The effects of acidosis or alkalosis on cardiac contractility are of great interest. The paper by Bing et al.16 is extremely important and I recommend all to read to make their personal opinion and not be guided by the paper's speculative (misleading?) title. This group clearly and categorically demonstrated an increased cardiac tensile strength (ie, a marker of cardiac contractility) in isolated hypoxic rat myocardium when in an alkaline environment (pH = 7.8) compared with an acidic (pH = 7.1) environment. The group showed that during acidosis, cardiac contractility was nonexistent. Supportive data are provided by Wixels et al.17 who demonstrated using intact dogs with ischemic cardiomyopathy that hypercapnia (83 mmHg) reduced cardiac output and increased pulmonary capillary wedge pressure. Hypocapnia had no effect on cardiac function, and indeed increased myocardial oxygen extraction (another benefit of HCSB).

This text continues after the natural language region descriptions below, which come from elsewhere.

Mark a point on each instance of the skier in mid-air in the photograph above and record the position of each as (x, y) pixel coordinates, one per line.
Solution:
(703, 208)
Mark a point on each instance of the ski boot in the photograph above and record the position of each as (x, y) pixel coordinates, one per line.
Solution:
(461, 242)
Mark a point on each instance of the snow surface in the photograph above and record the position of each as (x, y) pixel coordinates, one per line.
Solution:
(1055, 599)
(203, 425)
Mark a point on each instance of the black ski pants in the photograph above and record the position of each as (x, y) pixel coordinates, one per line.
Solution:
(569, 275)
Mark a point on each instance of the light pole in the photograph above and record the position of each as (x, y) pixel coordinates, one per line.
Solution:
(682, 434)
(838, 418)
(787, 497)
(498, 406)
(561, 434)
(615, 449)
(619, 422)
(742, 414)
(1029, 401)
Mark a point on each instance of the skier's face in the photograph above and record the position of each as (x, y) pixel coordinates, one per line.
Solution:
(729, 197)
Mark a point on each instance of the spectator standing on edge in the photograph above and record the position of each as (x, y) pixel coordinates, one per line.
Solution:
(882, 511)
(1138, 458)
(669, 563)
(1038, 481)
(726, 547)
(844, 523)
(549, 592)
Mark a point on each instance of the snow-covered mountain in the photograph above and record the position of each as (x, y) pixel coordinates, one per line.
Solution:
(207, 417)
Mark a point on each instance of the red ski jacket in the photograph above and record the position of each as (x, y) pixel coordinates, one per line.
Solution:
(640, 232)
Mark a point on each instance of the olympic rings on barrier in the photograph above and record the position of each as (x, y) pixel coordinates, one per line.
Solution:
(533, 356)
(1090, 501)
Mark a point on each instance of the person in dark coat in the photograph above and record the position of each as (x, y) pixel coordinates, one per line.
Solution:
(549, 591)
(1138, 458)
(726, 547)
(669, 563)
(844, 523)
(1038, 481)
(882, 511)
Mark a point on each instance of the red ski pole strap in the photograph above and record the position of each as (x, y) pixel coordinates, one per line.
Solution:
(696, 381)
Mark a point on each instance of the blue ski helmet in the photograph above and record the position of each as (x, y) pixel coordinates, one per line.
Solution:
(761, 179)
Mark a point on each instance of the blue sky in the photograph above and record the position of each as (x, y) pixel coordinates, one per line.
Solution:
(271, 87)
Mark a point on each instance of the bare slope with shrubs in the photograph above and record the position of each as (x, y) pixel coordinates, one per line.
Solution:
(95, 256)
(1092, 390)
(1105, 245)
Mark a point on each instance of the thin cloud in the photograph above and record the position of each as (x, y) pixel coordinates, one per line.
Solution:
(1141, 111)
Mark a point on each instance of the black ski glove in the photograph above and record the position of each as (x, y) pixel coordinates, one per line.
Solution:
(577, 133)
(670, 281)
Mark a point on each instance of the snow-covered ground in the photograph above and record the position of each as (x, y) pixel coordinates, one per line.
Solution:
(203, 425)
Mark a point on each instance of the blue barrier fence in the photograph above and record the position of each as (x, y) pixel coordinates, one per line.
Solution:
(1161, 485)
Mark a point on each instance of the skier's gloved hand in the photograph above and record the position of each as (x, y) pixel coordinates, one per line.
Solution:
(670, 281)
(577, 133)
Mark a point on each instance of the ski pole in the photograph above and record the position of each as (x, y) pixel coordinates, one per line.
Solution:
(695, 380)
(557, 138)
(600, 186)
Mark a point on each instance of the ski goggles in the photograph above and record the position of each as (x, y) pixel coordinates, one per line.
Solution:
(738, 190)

Javaheri et al.1 refer to a paper by Nakao et al.18 with an interesting and contrasting view that hyperventilation is a trigger for coronary artery spasm. In this study, 389 humans who were undergoing a coronary angiogram for chest pain were asked to perform continuous hyperventilation for 6 minutes with the primary outcome of electrocardiographic change or chest pain. Electrocardiographic changes developed in only 28%, and the number developing chest pain was not reported. Cardiac arrhythmias were not commented on. Only a third of the group had arterial blood gas samples taken and their results were not reported. Minute ventilation was not measured. Hyperventilation is not recommended in contemporary guidelines for the investigation of chest pain. Six minutes of uninterrupted hyperventilation is not equivalent to the periodic hyperventilation seen with HCSB. However, I do acknowledge that large changes in arterial blood gases may possibly adversely affect coronary flow. Moreover, I remind readers of the adverse effect of hyperoxia on coronary arterial flow19 and survival after myocardial infarct.20
The fourth issue that Javaheri et al. criticize relates to the benefit of periodic rest. This is possibly the most important effect of HCSB. I appreciate the attention paid to our abstract, which attempted to differentiate work of breathing (pressure volume product) from efficiency of breathing (pressure time product).21 What became evident in this study was that during the obstructive events, the intrathoracic pressures observed in heart failure (∼ −25 mmHg) were significantly less compared with OSA without HF (∼ −100 mmHg).22 Our group's observation, yet to be confirmed, is that if HF develops in patients with OSA, the negative ITP become less negative (ie, less detrimental) and eventually similar to that observed with HCSB. Clearly more work with measuring ITP is needed and I would encourage all readers of this manuscript to attempt this difficult physiological measurement.
In the words of historian and philosopher Yuval Noah Harari, “modern science is based on the Latin injunction “ignoramus” – “we do not know.” It assumes that we do not know everything. Even more critically, it accepts that the things that we think we know could be proven wrong as we gain more knowledge. No concept, idea, or theory is sacred and beyond challenge.23 Like Javaheri et al.,1 I also thought HCSB was a “bad bedfellow” in 199824; however, as more clinical research was undertaken, by 2000 I had changed my view.25
The author reports no conflicts of interest.